On the other hand, if one were lucky enough to be wealthy (no matter what age) and living alone, a single person might own a beachfront home in Malibu, California AND also have penthouse apartment in Manhattan. They can enjoy the mobility and expense of visiting with friends and family, meeting at restaurants or a nightclubs (or the country club and gold course) whenever they feel the need for a little company. And even if they are "alone" and have no friends or family at all, because of their wealth, they still have the benefit of many other options to help occupy their time while living their lonely existence.
Whereas, on the other end of the spectrum, it can be next to impossible (and equally terrifying) for older unemployed people ages 50 to 62 if they are not only living alone but are alone --- and who can't get re-hired and are also too young for an early Social Security benefit. They might have already lost their car and have been living on food stamps in the suburbs, or in some destitute rural area, where little public transportation is available --- making a simple task like buying groceries a major chore --- especially if they have a pending Social Security disability claim and experiencing bad health. The poor souls could be stuck living all alone in a daily Limbo of terror for years while waiting for a monthly benefit of $1,129 (and that's only if they are ever eventually awarded on their claim).
But unlike wealthier single people living alone, these long-term unemployed single people living alone might only have an old TV and an obsolete computer to occupy all their lonely time when they're not thinking about their miserable state of affairs.
Other highlights from the latest Census report
"During the recession, the economic well-being worsened for families with children," said Jamie Lewis, a demographer in the Census Bureau's Fertility and Family Statistics Branch and one of the report's co-authors. "Home ownership among families declined, while food stamp recipients and parental unemployment increased. Even after the recession officially ended in 2009, these measures remained worse than before it began."
- A higher percentage of young adults age 25 to 34 lived in their parent's home in 2012 than in the early 2000s.
- Sixty-six percent of households in 2012 were family households, compared with 81 percent in 1970.

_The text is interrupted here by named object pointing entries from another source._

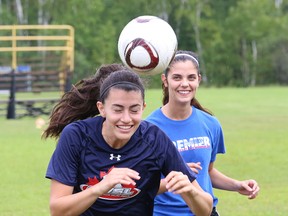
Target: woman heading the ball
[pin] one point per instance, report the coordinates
(195, 132)
(111, 164)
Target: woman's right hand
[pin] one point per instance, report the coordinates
(116, 176)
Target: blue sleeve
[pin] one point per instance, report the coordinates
(217, 142)
(63, 165)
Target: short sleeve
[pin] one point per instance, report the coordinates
(63, 165)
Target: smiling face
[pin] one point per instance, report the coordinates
(123, 112)
(182, 82)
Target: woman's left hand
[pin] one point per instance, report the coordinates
(249, 188)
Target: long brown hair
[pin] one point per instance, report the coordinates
(182, 56)
(80, 102)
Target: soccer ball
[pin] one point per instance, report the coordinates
(147, 44)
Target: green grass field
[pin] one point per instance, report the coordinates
(255, 124)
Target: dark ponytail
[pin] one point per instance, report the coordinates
(80, 102)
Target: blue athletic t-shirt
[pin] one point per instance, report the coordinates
(82, 158)
(198, 139)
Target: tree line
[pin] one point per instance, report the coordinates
(239, 42)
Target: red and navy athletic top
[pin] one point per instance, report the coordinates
(82, 158)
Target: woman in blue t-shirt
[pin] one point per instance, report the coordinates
(111, 164)
(195, 132)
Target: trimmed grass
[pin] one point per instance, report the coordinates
(254, 121)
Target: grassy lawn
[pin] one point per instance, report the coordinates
(254, 121)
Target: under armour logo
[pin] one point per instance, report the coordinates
(116, 157)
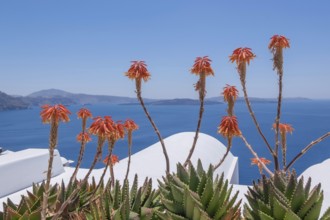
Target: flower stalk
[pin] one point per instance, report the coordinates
(202, 68)
(129, 126)
(83, 138)
(53, 115)
(276, 46)
(137, 72)
(242, 57)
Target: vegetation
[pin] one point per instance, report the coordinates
(190, 192)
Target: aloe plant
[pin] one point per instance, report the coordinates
(194, 194)
(122, 203)
(284, 197)
(30, 206)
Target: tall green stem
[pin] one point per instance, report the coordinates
(52, 145)
(81, 156)
(202, 81)
(98, 154)
(138, 92)
(129, 153)
(256, 155)
(247, 101)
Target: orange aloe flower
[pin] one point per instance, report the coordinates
(278, 41)
(100, 128)
(130, 125)
(84, 113)
(202, 65)
(229, 127)
(83, 136)
(113, 161)
(230, 93)
(255, 161)
(119, 132)
(54, 113)
(242, 55)
(284, 128)
(138, 70)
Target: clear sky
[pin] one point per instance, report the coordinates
(85, 46)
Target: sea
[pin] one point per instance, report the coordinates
(22, 129)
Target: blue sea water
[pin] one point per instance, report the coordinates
(23, 129)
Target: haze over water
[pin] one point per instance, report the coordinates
(310, 119)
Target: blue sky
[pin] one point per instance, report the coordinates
(86, 46)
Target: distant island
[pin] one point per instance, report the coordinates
(178, 102)
(54, 96)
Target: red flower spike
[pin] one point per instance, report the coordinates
(242, 55)
(84, 136)
(84, 113)
(284, 128)
(202, 65)
(113, 161)
(278, 41)
(130, 125)
(138, 70)
(255, 161)
(229, 127)
(100, 128)
(230, 93)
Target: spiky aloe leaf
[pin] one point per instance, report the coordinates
(202, 196)
(193, 180)
(326, 215)
(314, 212)
(207, 194)
(279, 210)
(298, 197)
(287, 199)
(134, 188)
(183, 174)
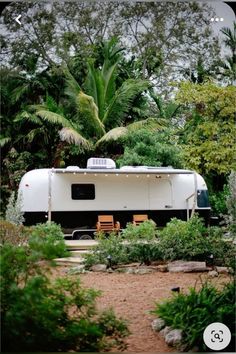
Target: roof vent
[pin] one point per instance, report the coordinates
(72, 168)
(97, 162)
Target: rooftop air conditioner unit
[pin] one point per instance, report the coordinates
(97, 162)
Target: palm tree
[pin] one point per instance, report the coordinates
(230, 60)
(97, 113)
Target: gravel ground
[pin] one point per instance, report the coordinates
(132, 296)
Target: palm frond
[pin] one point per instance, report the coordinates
(123, 99)
(73, 137)
(112, 134)
(53, 118)
(150, 124)
(27, 116)
(37, 132)
(95, 87)
(4, 141)
(109, 77)
(18, 92)
(72, 86)
(89, 111)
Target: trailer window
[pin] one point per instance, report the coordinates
(202, 199)
(83, 191)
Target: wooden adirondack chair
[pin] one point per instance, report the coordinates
(106, 223)
(138, 219)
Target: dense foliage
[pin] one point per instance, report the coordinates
(186, 240)
(194, 311)
(38, 314)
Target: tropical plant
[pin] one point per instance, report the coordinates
(229, 65)
(14, 213)
(194, 311)
(61, 311)
(93, 112)
(151, 148)
(191, 240)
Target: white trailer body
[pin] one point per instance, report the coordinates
(74, 197)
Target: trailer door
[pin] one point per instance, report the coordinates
(160, 193)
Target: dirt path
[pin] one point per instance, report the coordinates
(133, 296)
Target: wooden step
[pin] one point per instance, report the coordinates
(80, 244)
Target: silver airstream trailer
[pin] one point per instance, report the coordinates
(74, 197)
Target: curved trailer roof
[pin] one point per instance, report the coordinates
(132, 170)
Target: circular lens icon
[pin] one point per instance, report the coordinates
(217, 336)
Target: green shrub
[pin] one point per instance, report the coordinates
(145, 231)
(144, 252)
(13, 234)
(193, 312)
(47, 241)
(110, 246)
(40, 315)
(191, 240)
(13, 212)
(218, 201)
(184, 240)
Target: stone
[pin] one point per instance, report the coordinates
(195, 349)
(213, 274)
(187, 266)
(223, 270)
(162, 268)
(143, 271)
(158, 324)
(76, 270)
(110, 270)
(165, 331)
(99, 268)
(174, 337)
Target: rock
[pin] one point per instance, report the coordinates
(165, 331)
(223, 270)
(174, 337)
(162, 268)
(187, 267)
(99, 268)
(76, 270)
(158, 324)
(195, 349)
(213, 274)
(130, 271)
(143, 271)
(110, 270)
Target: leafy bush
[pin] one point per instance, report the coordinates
(13, 234)
(13, 212)
(47, 241)
(191, 240)
(218, 201)
(141, 246)
(144, 252)
(40, 315)
(184, 240)
(231, 204)
(107, 247)
(193, 312)
(144, 231)
(143, 147)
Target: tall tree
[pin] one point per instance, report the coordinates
(164, 37)
(208, 136)
(229, 65)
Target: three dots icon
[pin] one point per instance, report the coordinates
(217, 19)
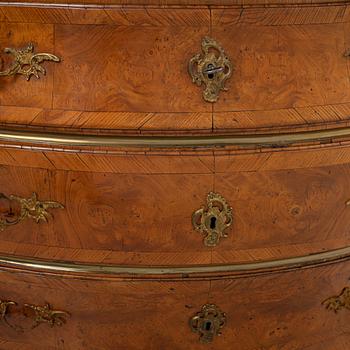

- The share of households that consisted of married couples with children shrunk by half between 1970 and 2012.
- The percentage of households consisting of a person living alone climbed from 17 percent to 27 percent.
- The recession also saw more mothers enter the work force and an increasing dependence on food stamps*.
- The number of households with an unemployed parent soared by 148 percent in Nevada (Nevada has the highest unemployment rate, still at 9.5 percent.)
- Nine percent of married families were living below the poverty line and receiving food stamps.
- The share of men younger than 64 living alone rose to 34 percent from 23 percent in 1970.
*A nonfamily household can be either a person living alone or a householder who shares the housing unit only with nonrelatives (for example, boarders or roommates)
Total householders living alone: 38,907,719 (never married, divorced, or widowed)
- Single Male householder - 18,030,888
- Single Female householder - 20,876,831
*A householder is not a house owner, but one who occupies any type of home (house or apartment). And a nonfamily household may contain only one person --- the householder -- or additional persons who are not relatives of the householder. Nonfamily households may be classified as either female nonfamily or male nonfamily households.